Ridisegnare la geografia del Consorzio
Il riserbo, d’altronde, è comprensibile in una triangolazione che andrebbe a ridisegnare la geografia di uno dei consorzi più antichi e longevi d’Italia. Fondato nel 1932, oggi conta 174 tra aziende vitivinicole e case spumantiere e 4 mila produttori sparsi nei 52 comuni del Moscato tra le province di Asti, Cuneo e Alessandria che coltivano 9700 ettari di vigneto con 85 milioni di bottiglie di Asti, Moscato “tappo raso” e Asti Secco commercializzate. Mondo che cerca il rilancio con una “nuova stagione” fatta di piani di promozione e “brandizzazione” del territorio.
Miglior localizzazione logistica
Secondo alcuni la decisione, se verrà confermata, potrebbe ricondursi ad una miglior localizzazione logistica (i produttori e le maggiori case spumantiere hanno sede lungo l’asse della Valle Belbo) e, soprattutto, alla storia del Moscato docg e dell’Asti. Proprio a Canelli, nel 1865, nacque l’Asti Spumante grazie all’intuizione di Carlo Gancia mentre il Moscato Bianco di Canelli, internazionalmente riconosciuto, era già apprezzato sulle tavole degli antichi Romani. Canelli e le sue vigne, poi, nel 2014 sono entrati a far parte dei siti Unesco nel complesso dei Paesaggi vitivinicoli di Lange Roero e Monferrato in quanto area di produzione dell’Asti e core zone di riferimento.

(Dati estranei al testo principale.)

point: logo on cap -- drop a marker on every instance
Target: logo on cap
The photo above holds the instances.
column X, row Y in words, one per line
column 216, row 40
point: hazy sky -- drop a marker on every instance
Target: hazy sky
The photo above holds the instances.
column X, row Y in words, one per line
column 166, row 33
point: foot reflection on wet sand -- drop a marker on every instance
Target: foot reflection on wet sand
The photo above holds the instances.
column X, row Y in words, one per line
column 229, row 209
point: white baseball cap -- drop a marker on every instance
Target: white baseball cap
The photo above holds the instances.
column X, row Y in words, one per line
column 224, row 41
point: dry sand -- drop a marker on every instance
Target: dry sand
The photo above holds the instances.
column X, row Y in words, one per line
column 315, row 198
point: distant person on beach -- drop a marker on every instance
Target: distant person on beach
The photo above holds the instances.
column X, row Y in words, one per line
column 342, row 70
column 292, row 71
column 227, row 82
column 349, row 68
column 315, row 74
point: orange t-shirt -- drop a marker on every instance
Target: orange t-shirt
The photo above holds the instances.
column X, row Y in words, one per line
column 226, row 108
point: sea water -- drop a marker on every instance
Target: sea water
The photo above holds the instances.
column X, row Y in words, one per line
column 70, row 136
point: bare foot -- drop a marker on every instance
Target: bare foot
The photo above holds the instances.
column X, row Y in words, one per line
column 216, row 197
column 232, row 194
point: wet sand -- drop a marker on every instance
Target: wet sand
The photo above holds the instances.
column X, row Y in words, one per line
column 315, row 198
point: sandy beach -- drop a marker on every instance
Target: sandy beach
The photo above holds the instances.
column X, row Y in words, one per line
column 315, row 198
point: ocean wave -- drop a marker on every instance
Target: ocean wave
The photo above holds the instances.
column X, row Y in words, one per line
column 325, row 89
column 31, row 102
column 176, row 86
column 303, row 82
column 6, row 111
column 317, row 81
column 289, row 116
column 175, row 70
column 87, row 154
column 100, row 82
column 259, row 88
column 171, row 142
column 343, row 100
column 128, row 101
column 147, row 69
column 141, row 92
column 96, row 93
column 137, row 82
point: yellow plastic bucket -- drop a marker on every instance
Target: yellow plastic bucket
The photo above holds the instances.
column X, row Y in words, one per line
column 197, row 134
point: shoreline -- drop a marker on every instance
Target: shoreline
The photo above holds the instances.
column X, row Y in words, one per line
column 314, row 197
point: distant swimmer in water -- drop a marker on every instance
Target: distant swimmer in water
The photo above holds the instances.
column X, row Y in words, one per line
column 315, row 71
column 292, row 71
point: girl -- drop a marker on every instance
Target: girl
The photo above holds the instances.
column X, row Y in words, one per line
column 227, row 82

Una storia tutta piemontese
Sul sito dell’ente, a questo proposito, si legge che «la storia del Consorzio è tutta piemontese e parte dalla città considerata capitale per eccellenza dello spumante: Canelli. È proprio nelle cantine canellesi che sono state sviluppate, giorno dopo giorno, con grande passione, le tecniche che permettono oggi di produrre uno spumante fine, delicato e inconfondibile come l’Asti Docg». Argomento sul quale Paolo Lanzavecchia si sbottona appena un po’. «Se così fosse, la scelta sarebbe più che condivisibile e obiettivamente coerente: qui è nato il Moscato che ha dato origine all’Asti, la nostra area è core zone Unesco proprio per l’Asti. Quale miglior luogo per il suo consorzio?».
Scelta ben vista
Scelta, si dice nell’ambiente, che sarebbe ben vista dalle major delle bollicine dolci e anche dai produttori dell’Alta Langa. Tanto che c’è già chi prefigura un doppio asse Asti-Alta Langa che (ri)proietterebbe Canelli come polo enologico internazionale.
In ultimo, ma non certamente per importanza, ci sono le ricadute economiche, delle quali ne beneficerebbero l’indotto, il commercio e i servizi.